Wu Jin Ming dan Rubby menyatukan langkah mereka. Para pembesar kerajaan dan penjaga istana membungkuk memberi hormat untuk menyambut mereka. Rubby memejamkan matanya ketika kakinya pertama kali memasuki istana.
__ADS_1
Terdengar decak kagum dan rasa keterkejutan ketika melihat wujud suci Rubby dan Wu Jin Ming. Rubby memicingkan sebelah matanya untuk mengintip perubahan dirinya. Wajahnya tertunduk lemas saat dia benar-benar berubah menjadi putri Virs.
'Maafkan aku ibu. Aku nggak bisa menjaga rahasia ini lagi.' sesal Rubby dalam hati.
Wu Jin Ming membawa Rubby duduk di singgasananya. Saat telah duduk Wu Jin Ming baru menyadari jika wujud Rubby belum pernah di lihatnya. Wu Jin Ming tersenyum. Dia merasa kecurigaannya selama ini benar. Rubby menyembunyikan hal yang besar darinya.
Kejanggalan yang sering terjadi. Senjata baru Rubby. Mantra yang tiba-tiba dia kuasai. Itu bukan milik kultivator biasa.
Mungkin juga yang menyelamatkan dirinya dari hipnotis Shang Shang juga Rubby.

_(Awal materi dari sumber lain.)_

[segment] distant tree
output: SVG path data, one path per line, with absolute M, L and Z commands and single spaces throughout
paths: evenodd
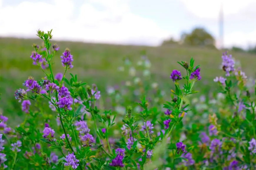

Wu Jin Ming mengumpulkan ingatannya dari berbagai peristiwa yang terjadi. Dia merasa sepertinya Rubby punya alasan tersendiri untuk menyembunyikan identitas ini.
"Kakak... aku bisa jelaskan...!" seru Rubby sedikit ketakutan. Pandangan Wu Jin Ming sedari tadi tidak beralih dari dari dirinya.
"Kamu siapa, Rubby? Aku baru pertama melihat jiwa murnimu. Cahaya tubuh kita hampir sama. Apakah kamu putri seorang Dewa?" Wu Jin Ming mengerutkan dahinya.
"Aku juga baru tahu wujud ini belum lama ini. Sesaat setelah kekuatan jahat menempel di tubuhku dalam kecelakaan Moza. Jiwaku tertarik ke sebuah tempat yang sangat asing. Di sana aku di jemput oleh seorang Ratu yang sangat bercahaya. Ratu Ivo namanya," cerita Rubby.
"Ratu itu menceritakan tentang asal usulku. Aku ternyata putri Ratu Ivo bidadari langit yang menikahi manusia yaitu ayahku. Ayahku terbunuh oleh pemilik kekuatan yang menempel di tubuhku, oleh karena itu ibu langsung mengambilku dan memberiku kekuatan untuk melindungi diri."
Wu Jin Ming mendengarkan dengan seksama, jadi ayah Rubby di bunuh oleh Zhu Zheng. Siapa sosok ayah Rubby. Tidak mungkin jika dia hanya seorang manusia biasa.
"Aku sudah menduganya Rubby. Sesaat sebelum aku berendam di telaga suci, aku sempat melihat wujudmu ini. Saat itu juga tepat di hari perayaan ulang tahunmu. Para Dewa mengadakan perayaan untukmu. Putri Virs...."
"Kamu tahu namaku?!" Rubby terhenyak.
"Namamu sangat terkenal di langit. Para tetua mengenalmu jauh sebelum kamu dilahirkan. Dalam kitab ramalan kuno tertulis riwayat hidupmu dan Dewi Ivo."
__ADS_1
"Benarkah? Aku nggak tahu untuk ini. Aku hanya tahu jika aku adalah seorang putri."
"Di sini kekuatan jiwamu akan semakin bersinar. Aku akan membawamu ke dalam Ruang Seribu Cahaya setelah ini."
"Apakah itu, Kakak?"
"Ruang penembus basis kultivasi. Di mana kamu akan mendapatkan kekuatan maksimal sesuai dengan kemampuan menyimpanmu saat ini."
"Aku mau!" sorak Rubby senang.
"Sekarang bersikaplah sebagai seorang permaisuri. Tunjukkan wibawamu! Jangan bersikap konyol seperti saat sedang berada di dunia manusia!" bisik Wu Jin Ming.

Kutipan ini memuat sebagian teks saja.